Rabu, 13 Agustus 2014

Hakim dikhawatirkan permalukan Indonesia kepada dunia


RABU, 11 APRIL 2012



JAKARTA - Mantan Ketua Mahkamah Konstitusi Jimly Asshiddiqie mengharapkan para hakim tidak melaksanakan ancamannya untuk demo. Wajah kita jelek kalau para hakimnya demo, apalagi menuntut gaji," kata pakar hukum tatanegara Prof Jimly Asshiddhiqie menjawab pertanyaan wartawan di Kementerian Pendaguyaan Aparatur Negara dan Reformasi Birokrasi, Jakarta, Selasa (10/4/2012).

Mantan Ketua Mahkamah Konstitusi ini ke KemPAN-RB mengantarkan sekitar 30 hakim untuk melakukan auidensi (bukan demo) berkaitan dengan nasib pejabat negara yang oleh sementara pihak hanya dianggap PNS yang bekerja sebagai hakim ini.

Pejabat negara itu meliputi presiden, anggota MPR, anggota DPR/D, Badan Pengawas Keuangan hingga semua hakim badan peradilan.

"Wajah kita seperti apa kalau para hakimnya berdemo, Jelek sekali. Apalagi berdemo menuntut gaji. Saya yakin teman-teman para hakim tidak akan melakukan demo seperti yang telah diancamkan baru-baru ini. Kalau sampai para hakim demo, dan dimuat di New York Times, umpamanya; seperti apa wajah kita."

Dikemukakan untuk meningkatkan kesejahteraan para hakim sudah semenjak 13 tahun lalu, tetapi belum disiapkan dalam praktek berhubung banyak kendala.

"Termasuk rancangan peraturan pemerintah yang sudah disiapkan dua tahun lalu karena pemerintah ingin menata seluruh pejabat negara. Padahal ya sudalah seluruhnya enggak selesai dulu, satu-satu saja. Ini kita bicara tentang hakim maka hakim diselesaikan dulu.
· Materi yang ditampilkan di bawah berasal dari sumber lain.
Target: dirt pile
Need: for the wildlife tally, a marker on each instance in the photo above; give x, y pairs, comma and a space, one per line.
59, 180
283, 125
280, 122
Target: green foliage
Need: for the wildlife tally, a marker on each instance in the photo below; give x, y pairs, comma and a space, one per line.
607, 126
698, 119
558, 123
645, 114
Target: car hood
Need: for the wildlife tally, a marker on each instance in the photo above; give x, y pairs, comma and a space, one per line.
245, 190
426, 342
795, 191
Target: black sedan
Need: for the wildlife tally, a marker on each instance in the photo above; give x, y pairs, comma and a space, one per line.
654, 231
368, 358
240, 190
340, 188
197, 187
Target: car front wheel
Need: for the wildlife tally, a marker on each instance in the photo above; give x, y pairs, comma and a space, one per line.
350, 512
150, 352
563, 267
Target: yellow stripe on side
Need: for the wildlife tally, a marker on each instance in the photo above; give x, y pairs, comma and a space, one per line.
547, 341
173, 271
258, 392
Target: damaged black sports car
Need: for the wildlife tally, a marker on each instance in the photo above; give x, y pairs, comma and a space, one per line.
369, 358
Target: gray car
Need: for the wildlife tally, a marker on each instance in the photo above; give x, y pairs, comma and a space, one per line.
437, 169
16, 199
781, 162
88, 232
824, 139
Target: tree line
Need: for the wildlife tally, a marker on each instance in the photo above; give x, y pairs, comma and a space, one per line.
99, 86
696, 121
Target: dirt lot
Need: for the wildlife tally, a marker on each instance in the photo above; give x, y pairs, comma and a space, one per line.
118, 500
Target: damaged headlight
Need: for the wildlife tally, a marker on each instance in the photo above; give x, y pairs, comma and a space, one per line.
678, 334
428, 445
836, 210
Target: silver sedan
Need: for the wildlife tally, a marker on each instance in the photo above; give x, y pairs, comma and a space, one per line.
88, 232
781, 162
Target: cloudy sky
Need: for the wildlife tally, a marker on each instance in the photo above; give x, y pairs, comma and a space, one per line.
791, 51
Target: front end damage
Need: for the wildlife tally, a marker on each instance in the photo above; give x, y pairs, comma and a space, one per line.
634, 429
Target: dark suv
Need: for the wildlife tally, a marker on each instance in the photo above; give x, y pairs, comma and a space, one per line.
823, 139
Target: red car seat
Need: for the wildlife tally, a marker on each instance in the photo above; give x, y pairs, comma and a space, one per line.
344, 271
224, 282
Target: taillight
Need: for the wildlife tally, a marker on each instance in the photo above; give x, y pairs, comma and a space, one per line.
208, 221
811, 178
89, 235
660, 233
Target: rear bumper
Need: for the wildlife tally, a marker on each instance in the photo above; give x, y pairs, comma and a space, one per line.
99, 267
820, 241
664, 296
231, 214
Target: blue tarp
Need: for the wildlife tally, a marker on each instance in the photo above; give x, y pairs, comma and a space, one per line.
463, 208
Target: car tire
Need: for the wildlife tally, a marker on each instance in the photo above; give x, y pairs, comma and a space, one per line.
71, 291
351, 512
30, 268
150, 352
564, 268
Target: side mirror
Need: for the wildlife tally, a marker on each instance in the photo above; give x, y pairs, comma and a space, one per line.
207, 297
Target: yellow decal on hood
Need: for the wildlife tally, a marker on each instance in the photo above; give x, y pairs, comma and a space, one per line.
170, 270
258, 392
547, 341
Karena terlalu lama dan posisi hakim sangat strategis maka harus segera dibenahi," katanya.

Dia memberikan ilustrasi pada tahun 1994 gaji hakim dinaikkan dua kali liat dibandingkan dengan PNS. Tetapi sekarang gaji PNS lebih besar katimbang hakim yang disebut sebagai pejabat negara. "Itulah cermin dari cara pandang kita mengenai hakim

Prof Jimly menilai demokrasi di Indonesia tidak akan berguna kalau tidak diimbangin dengan tegaknya hukum dan peradilan kita. Ini kucinya hakim dibenahi, termasuk status dan kesejahteraanya. Kasihan hakim jadi sasaran tembak, padahal dia posisinya lemah.

"Mereka dikritik enggak bisa menjawab. Kalau dipuji enggak bisa menikmati. Kalau di daerah misalnya ketua pengadilan negeri dibandingkan dengan kepala kejaksaan negeri atau kapolres yang rentet pangkatnya. Ada ajudan dan mobil dinas. Tapi ketua PN biasnaya pakai Kijang butut. Tetapi kalau kita bicara mafia peradilan orang yang pertama disalahkan adalah hakimnya. Jika kita mau benahi hukum kita ini kita benahi mulai dari hakimnya," tambah Prof Jimly.

Dia juga mengharapkan setelah diterima oleh Komisi III DPR RI, tidak lagi ke mana-mana. "Saya imbau hakim tidak usah mewacanakan demo atau mogok sebagai alat untuk perjuangan, karena itu terminologinya orang politik. Saya harap berhenti keliling-keliling ini. Pemerintah sudah ambil alih, MenPAN-RB janji besok (Rabu, 11/4) akan bekerja, saya rasa saatnya hakim kembali ke daerah masing-masing," tambahnya.